At 2, his house burned down around him. At 10, his had first gunfight. Badassery was his destiny.


Major Frederick Russell Burnham was the well-rounded badass we all aspire to be. He panned for gold in the Yukon, excavated ancient artifacts in Mexico, and hunted bandits across the American Southwest. He was the swashbuckler’s swashbuckler, commanding respect and admiration from such figures as Theodore Roosevelt, Cecil Rhodes, and Ernest Hemingway. (The latter of whom had purchased film rights to Burnham’s autobiography shortly before his death.)

Packing the presence of a giant into a 5’4″ frame, Burnham was named the Father of Scouting by the Boy Scouts of America and received the Distinguished Service Order from King Edward VII.

The major got the memo early that if you’re going to live your most exciting life, you better start at a young age. At two years old, he found himself in the thick of the Dakota War of 1862. With Sioux warriors closing in on his house and his father on an ammo run to the nearest town, Burnham’s mother hid him in a bundle of green corn husks and fled to the woods. Returning the next day to a burned-down house, Burnham’s mother found him safely wrapped in the husks, with him noting in his autobiography, Scouting on Two Continents, “I had faithfully carried out my first orders of silent obedience.”

He was caught in his first gunfight at 10 years old (no one was killed) and by 13 worked as a mounted messenger for the Western Union Telegraph Company to provide for his family after his father passed away. When he was 18, a seasoned scout and frontiersman took Burnham under his wing, teaching him how to survive forest fires and flash floods, find water in the desert, keep time at night, and how to double-back and cover his tracks. He learned to endure the mental strain that comes with months of isolation and how to find food in virtually any situation. “One of our favorite ways of preparing food for long hard rides without fire in dangerous country,” Burnham wrote, “was to dry venison and grind it to a powder, then mix it about half and half with flour and bake in a loaf that would fit our cantenas or leather saddle pockets.”
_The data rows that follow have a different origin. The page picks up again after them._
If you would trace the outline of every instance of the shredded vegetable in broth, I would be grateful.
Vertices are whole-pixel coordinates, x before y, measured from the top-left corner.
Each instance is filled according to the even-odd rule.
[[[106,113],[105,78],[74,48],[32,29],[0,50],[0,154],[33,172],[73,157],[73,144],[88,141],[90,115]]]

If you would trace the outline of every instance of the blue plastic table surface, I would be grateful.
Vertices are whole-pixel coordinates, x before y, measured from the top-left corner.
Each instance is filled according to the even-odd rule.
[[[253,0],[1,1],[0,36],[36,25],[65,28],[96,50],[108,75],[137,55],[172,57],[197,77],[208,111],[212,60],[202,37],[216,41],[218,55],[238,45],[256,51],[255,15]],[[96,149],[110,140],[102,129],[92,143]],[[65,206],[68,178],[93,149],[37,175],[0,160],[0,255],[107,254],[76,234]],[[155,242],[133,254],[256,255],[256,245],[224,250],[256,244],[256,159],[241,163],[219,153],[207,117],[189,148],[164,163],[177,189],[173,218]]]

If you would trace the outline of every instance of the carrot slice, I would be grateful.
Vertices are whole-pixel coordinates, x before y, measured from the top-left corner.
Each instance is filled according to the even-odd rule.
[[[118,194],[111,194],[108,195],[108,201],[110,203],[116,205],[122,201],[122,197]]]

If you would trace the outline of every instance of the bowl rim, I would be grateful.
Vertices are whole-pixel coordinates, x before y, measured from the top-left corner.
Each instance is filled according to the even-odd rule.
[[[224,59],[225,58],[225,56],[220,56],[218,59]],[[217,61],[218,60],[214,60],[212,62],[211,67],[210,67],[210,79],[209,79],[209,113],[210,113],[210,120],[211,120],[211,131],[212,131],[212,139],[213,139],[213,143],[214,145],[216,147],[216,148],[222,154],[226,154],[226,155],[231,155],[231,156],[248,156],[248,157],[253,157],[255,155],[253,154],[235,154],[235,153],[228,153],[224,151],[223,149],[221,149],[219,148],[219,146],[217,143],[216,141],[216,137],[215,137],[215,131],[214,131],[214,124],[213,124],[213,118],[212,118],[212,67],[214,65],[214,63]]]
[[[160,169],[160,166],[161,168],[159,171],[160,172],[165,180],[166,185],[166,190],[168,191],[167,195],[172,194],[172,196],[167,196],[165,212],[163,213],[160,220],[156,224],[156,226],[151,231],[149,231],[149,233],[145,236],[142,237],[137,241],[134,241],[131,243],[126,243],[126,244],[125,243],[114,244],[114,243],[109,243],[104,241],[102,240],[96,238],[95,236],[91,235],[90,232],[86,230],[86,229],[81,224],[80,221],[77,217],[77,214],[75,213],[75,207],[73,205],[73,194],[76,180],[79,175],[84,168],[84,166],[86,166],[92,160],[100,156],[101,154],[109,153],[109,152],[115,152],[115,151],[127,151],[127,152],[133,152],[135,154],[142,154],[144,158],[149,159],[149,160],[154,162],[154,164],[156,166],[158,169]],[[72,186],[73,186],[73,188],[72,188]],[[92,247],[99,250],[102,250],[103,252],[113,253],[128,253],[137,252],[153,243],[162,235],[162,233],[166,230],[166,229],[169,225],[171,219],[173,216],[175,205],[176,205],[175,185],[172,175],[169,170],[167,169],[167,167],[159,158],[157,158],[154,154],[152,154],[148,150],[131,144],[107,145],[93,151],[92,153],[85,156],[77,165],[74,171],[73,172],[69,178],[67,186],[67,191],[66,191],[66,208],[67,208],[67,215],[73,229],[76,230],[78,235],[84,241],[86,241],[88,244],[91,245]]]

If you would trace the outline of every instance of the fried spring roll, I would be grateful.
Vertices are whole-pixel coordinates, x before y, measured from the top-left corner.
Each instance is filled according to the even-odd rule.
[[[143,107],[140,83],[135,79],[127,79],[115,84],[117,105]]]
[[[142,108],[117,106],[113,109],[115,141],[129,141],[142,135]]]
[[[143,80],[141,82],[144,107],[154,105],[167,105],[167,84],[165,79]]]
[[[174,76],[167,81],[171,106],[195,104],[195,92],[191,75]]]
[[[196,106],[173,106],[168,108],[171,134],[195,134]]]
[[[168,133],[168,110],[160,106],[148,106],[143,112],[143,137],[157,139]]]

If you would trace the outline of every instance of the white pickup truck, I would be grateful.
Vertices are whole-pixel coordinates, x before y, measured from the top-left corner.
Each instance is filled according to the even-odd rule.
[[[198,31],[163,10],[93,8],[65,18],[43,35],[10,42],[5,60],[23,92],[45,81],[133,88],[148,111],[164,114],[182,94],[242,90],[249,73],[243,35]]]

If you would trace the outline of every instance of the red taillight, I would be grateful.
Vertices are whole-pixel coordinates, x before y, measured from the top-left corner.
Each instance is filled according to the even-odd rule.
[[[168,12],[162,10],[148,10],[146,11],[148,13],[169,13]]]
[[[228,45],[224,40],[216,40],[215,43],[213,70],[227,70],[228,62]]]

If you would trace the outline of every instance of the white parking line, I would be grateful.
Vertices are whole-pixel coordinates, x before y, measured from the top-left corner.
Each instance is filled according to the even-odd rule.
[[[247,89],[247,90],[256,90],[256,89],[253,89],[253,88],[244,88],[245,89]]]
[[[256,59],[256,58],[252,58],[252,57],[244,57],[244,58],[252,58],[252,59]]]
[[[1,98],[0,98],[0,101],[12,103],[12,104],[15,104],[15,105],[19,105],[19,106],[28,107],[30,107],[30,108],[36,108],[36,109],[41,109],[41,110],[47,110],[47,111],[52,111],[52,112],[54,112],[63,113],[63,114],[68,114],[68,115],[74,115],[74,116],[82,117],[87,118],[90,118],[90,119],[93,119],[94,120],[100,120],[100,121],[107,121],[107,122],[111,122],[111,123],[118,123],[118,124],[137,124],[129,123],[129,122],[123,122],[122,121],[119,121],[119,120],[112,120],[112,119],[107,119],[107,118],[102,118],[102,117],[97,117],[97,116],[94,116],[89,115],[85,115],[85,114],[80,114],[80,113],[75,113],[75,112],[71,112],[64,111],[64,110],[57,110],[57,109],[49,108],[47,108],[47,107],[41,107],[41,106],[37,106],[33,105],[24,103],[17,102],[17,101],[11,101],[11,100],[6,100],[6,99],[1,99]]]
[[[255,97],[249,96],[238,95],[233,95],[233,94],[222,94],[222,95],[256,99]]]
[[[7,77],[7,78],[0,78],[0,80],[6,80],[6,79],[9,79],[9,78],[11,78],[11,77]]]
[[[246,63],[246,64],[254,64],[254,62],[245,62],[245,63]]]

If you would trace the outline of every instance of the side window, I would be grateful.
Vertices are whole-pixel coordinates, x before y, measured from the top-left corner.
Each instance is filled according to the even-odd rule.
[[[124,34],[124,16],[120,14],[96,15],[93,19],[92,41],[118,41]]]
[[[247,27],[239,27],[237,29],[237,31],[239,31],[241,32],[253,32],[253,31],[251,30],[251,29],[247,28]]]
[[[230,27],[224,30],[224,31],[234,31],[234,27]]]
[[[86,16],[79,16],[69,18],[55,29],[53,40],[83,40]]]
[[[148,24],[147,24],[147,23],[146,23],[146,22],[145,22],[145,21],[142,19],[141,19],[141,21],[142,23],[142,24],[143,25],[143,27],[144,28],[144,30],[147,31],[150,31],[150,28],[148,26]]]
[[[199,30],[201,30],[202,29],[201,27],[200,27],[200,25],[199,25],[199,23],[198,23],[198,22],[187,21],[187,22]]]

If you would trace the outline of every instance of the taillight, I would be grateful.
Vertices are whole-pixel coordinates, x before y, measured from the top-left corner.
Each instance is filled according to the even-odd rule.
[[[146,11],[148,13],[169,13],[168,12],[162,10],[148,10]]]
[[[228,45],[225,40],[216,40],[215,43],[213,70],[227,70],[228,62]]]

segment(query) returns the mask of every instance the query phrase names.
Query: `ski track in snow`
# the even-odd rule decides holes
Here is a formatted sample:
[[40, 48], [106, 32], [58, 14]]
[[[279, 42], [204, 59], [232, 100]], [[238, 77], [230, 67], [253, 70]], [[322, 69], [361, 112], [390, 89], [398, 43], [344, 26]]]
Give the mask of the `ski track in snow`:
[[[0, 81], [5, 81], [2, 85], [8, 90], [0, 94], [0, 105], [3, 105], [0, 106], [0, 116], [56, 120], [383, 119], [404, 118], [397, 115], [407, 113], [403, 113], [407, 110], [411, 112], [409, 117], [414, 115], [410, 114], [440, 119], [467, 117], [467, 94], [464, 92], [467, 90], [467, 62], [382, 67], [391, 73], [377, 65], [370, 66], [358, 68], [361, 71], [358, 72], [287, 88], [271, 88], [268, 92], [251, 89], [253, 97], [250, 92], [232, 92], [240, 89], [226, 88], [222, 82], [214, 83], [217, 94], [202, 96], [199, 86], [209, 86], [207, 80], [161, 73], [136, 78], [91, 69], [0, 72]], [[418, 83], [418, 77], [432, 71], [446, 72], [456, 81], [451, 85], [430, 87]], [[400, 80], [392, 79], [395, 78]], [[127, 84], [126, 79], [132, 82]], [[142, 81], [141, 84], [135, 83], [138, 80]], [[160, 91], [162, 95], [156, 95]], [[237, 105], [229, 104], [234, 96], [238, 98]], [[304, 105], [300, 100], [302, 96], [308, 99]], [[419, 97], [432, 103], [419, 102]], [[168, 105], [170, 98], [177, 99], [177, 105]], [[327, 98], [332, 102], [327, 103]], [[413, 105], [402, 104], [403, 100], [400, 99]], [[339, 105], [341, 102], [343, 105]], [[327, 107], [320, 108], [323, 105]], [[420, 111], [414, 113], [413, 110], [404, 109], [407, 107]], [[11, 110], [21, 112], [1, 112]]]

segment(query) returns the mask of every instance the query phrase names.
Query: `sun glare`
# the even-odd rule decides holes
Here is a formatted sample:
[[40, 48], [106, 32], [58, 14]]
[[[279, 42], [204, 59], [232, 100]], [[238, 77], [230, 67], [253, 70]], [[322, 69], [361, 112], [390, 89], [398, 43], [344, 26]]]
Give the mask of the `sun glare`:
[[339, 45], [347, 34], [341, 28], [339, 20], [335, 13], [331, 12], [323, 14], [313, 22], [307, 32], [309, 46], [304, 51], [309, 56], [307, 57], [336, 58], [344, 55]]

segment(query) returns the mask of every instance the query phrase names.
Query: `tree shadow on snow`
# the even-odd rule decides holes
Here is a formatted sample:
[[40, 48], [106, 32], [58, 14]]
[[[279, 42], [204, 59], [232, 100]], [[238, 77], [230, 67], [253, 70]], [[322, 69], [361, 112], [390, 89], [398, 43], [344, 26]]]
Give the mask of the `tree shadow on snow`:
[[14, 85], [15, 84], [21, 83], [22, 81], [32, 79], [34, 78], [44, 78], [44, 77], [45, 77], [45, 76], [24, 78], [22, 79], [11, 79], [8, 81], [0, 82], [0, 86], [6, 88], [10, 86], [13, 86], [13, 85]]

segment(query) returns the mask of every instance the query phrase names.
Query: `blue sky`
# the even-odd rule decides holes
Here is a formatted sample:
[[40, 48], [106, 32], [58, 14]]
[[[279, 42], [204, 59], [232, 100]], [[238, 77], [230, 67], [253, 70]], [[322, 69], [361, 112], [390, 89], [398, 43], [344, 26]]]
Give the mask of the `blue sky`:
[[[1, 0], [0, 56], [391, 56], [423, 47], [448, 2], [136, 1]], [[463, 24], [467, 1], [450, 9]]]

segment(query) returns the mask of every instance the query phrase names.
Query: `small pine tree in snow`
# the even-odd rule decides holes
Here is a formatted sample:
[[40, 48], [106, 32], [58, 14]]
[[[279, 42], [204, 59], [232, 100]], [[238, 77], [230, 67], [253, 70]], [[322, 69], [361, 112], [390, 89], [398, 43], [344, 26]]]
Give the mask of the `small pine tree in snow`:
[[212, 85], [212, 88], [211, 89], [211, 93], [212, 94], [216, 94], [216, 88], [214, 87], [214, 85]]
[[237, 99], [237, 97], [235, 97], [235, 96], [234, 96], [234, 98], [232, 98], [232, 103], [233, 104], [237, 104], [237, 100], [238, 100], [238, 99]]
After serving as a scout and tracker for the U.S. Army in the Apache Wars, Burnham briefly tried to settle into a simple life as an orange farmer in California. That didn’t pan out. He was soon drawn to Africa as the new frontier to find work and adventure. While doing a casual 1,000-mile trek by mule from Durban, South Africa, to present day Zimbabwe, again, he found himself in the midst of war and, again, his skills were put to use, this time as chief of scouts for Cecil Rhodes’ British South Africa Company. He served in this position in both the First and Second Matabele wars.

Afterward, Burnham took a brief sojourn to Alaska in 1899, looking to stake his claim in the Klondike gold rush, before receiving a telegram requesting he serve as chief of scouts in the Second Boer War. Upon reading the message, he was on his way to Africa “within an hour.”
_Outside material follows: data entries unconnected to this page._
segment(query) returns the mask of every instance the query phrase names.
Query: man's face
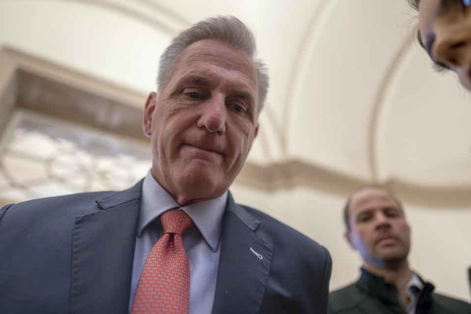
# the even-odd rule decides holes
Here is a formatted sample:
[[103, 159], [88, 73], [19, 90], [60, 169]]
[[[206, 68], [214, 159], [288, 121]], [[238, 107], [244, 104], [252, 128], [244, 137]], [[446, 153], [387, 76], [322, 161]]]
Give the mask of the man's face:
[[348, 211], [350, 231], [345, 236], [366, 265], [385, 267], [406, 260], [409, 227], [387, 192], [374, 188], [360, 190], [352, 197]]
[[439, 67], [471, 90], [471, 7], [465, 0], [421, 0], [419, 26], [425, 49]]
[[257, 135], [258, 82], [250, 58], [210, 39], [188, 46], [146, 104], [152, 174], [179, 204], [221, 195]]

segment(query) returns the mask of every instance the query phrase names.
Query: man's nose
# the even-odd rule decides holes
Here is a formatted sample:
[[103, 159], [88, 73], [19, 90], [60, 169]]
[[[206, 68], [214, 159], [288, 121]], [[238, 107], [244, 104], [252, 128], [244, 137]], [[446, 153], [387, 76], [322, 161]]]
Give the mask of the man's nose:
[[198, 128], [205, 128], [211, 133], [224, 134], [226, 131], [227, 109], [222, 95], [214, 95], [201, 106], [201, 115], [198, 121]]
[[470, 39], [468, 31], [460, 30], [453, 33], [438, 32], [432, 54], [436, 59], [443, 60], [447, 65], [468, 69], [470, 67], [469, 56], [471, 50]]
[[383, 213], [377, 214], [375, 220], [377, 229], [389, 228], [391, 226], [389, 218]]

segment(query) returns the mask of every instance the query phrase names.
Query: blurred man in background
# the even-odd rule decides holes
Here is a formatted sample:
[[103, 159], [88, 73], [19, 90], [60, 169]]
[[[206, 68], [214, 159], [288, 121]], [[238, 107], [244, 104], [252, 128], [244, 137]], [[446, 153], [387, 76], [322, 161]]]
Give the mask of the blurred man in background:
[[433, 292], [407, 261], [410, 228], [400, 202], [381, 187], [354, 193], [344, 209], [345, 237], [363, 264], [356, 282], [331, 292], [331, 314], [471, 313], [471, 305]]

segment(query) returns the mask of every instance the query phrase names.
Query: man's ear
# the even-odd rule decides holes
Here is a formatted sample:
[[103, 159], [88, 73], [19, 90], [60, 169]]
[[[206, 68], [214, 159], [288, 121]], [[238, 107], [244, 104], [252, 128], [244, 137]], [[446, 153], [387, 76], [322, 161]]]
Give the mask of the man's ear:
[[149, 94], [146, 105], [144, 108], [144, 118], [142, 121], [142, 130], [146, 136], [149, 137], [152, 133], [152, 114], [157, 105], [157, 94], [152, 92]]
[[350, 247], [354, 250], [356, 250], [357, 248], [355, 247], [355, 245], [353, 244], [353, 242], [352, 241], [352, 236], [350, 234], [350, 232], [348, 231], [348, 230], [346, 230], [345, 232], [345, 233], [343, 234], [343, 236], [345, 237], [345, 239], [346, 240], [347, 242], [348, 242], [348, 244], [350, 244]]

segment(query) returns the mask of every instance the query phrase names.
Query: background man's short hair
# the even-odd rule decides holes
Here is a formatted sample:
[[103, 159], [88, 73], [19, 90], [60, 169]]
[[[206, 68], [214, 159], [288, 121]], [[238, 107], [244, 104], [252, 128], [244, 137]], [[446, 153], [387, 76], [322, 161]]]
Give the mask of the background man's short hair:
[[173, 74], [179, 58], [187, 47], [199, 40], [215, 39], [239, 49], [250, 57], [257, 70], [259, 82], [258, 113], [263, 107], [268, 89], [268, 70], [257, 57], [257, 47], [252, 32], [237, 18], [216, 16], [199, 22], [183, 30], [173, 39], [160, 56], [157, 77], [157, 91], [160, 91]]
[[[417, 0], [418, 1], [419, 0]], [[343, 207], [343, 220], [344, 222], [345, 222], [345, 227], [346, 228], [347, 231], [350, 231], [351, 229], [351, 226], [350, 225], [350, 213], [348, 212], [348, 209], [350, 207], [350, 204], [351, 203], [352, 198], [357, 193], [363, 191], [366, 188], [374, 188], [378, 190], [382, 190], [387, 193], [389, 196], [392, 199], [392, 200], [397, 204], [398, 206], [399, 206], [399, 209], [401, 210], [402, 215], [405, 215], [404, 213], [404, 209], [402, 207], [402, 203], [401, 203], [401, 201], [398, 198], [397, 198], [397, 197], [393, 193], [388, 189], [383, 187], [381, 185], [366, 185], [365, 186], [360, 187], [359, 189], [350, 194], [350, 196], [348, 197], [348, 198], [347, 199], [347, 201], [345, 202], [345, 206]]]

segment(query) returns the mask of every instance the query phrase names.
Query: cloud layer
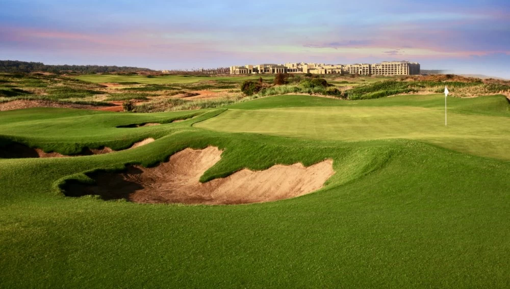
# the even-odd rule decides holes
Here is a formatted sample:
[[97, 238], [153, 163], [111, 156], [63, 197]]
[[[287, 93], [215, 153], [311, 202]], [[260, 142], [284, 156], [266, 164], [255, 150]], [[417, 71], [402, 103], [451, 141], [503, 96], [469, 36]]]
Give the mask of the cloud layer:
[[405, 59], [510, 78], [507, 1], [174, 2], [4, 0], [0, 55], [154, 69]]

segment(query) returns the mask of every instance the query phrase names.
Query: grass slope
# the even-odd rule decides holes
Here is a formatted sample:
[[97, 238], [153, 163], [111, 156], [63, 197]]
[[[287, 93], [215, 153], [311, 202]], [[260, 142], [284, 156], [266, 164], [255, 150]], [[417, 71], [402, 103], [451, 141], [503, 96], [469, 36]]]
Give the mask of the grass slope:
[[[374, 140], [369, 136], [388, 133], [369, 125], [358, 128], [365, 133], [349, 131], [356, 134], [355, 140], [328, 134], [331, 119], [348, 114], [370, 122], [362, 116], [388, 120], [398, 111], [408, 111], [417, 121], [425, 117], [422, 111], [435, 109], [432, 98], [333, 107], [328, 99], [304, 98], [286, 99], [293, 107], [288, 109], [277, 104], [282, 97], [267, 98], [183, 122], [137, 128], [116, 127], [170, 121], [185, 113], [51, 109], [0, 113], [4, 138], [59, 151], [90, 143], [127, 147], [135, 139], [159, 136], [144, 146], [107, 155], [0, 159], [0, 287], [510, 285], [510, 162], [413, 140]], [[499, 97], [484, 99], [492, 99]], [[271, 108], [271, 102], [280, 108]], [[485, 125], [499, 138], [493, 125], [508, 117], [501, 115], [502, 109], [483, 109], [494, 105], [475, 106], [469, 115], [492, 118]], [[329, 110], [333, 108], [346, 110], [338, 116]], [[292, 130], [292, 137], [199, 127], [223, 119], [232, 130], [228, 122], [237, 121], [231, 118], [233, 111], [266, 110], [272, 114], [264, 117], [277, 126], [282, 126], [279, 119], [294, 113], [312, 115], [309, 122], [315, 122], [315, 129], [327, 137], [303, 136], [300, 131], [310, 127], [299, 118], [294, 121], [302, 128]], [[252, 122], [257, 115], [237, 118]], [[278, 131], [288, 129], [284, 126]], [[62, 129], [67, 130], [59, 136]], [[398, 126], [395, 129], [410, 133]], [[67, 198], [59, 191], [64, 180], [85, 179], [84, 172], [121, 169], [128, 163], [152, 165], [186, 147], [208, 145], [224, 153], [202, 181], [243, 167], [262, 169], [300, 161], [308, 165], [327, 158], [334, 159], [336, 174], [315, 193], [250, 205], [140, 205]]]
[[444, 101], [440, 95], [356, 102], [282, 96], [232, 105], [196, 126], [313, 139], [416, 139], [510, 159], [510, 112], [504, 97], [450, 98], [446, 127]]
It was at this time that he crossed paths with Winston Churchill, who had just escaped from a Boer prison and recounted the story to Burnham. Burnham, however, was unimpressed, later writing, Churchill’s “moves were restricted by the handicap of physical weakness which made a 20-mile run at night entirely beyond his power.”

Routinely patrolling behind enemy lines, Burnham, too, was captured by the Boers. Twice, in fact. He escaped both times.

After the war, he briefly returned to the U.S. when his friend and proclaimed adventure novelist Sir Rider Haggard introduced Burnham to a series of development projects that led him to Mexico. There, Burnham discovered the Esperanza Stone, which he believed to hold Mayan inscriptions, while working on an irrigation project on the Yaqui River. Haggard would later write, “In real life [Burnham] is more interesting than any of my heroes of romance.”

After a lifetime of scouting, globetrotting, and adventure-seeking, Burnham made his fortune when he struck oil in California in 1923. Not to be overlooked, however, were his myriad conservation efforts, which included founding the American Committee for International Wildlife Protection and serving as an original member of the California State Parks Commission. Burnham died in 1944, though his legacy lives on today: His great-grandson, Captain Russell Adam Burnham, is an Eagle Scout who won the U.S. Army Soldier of the Year Award in 2003.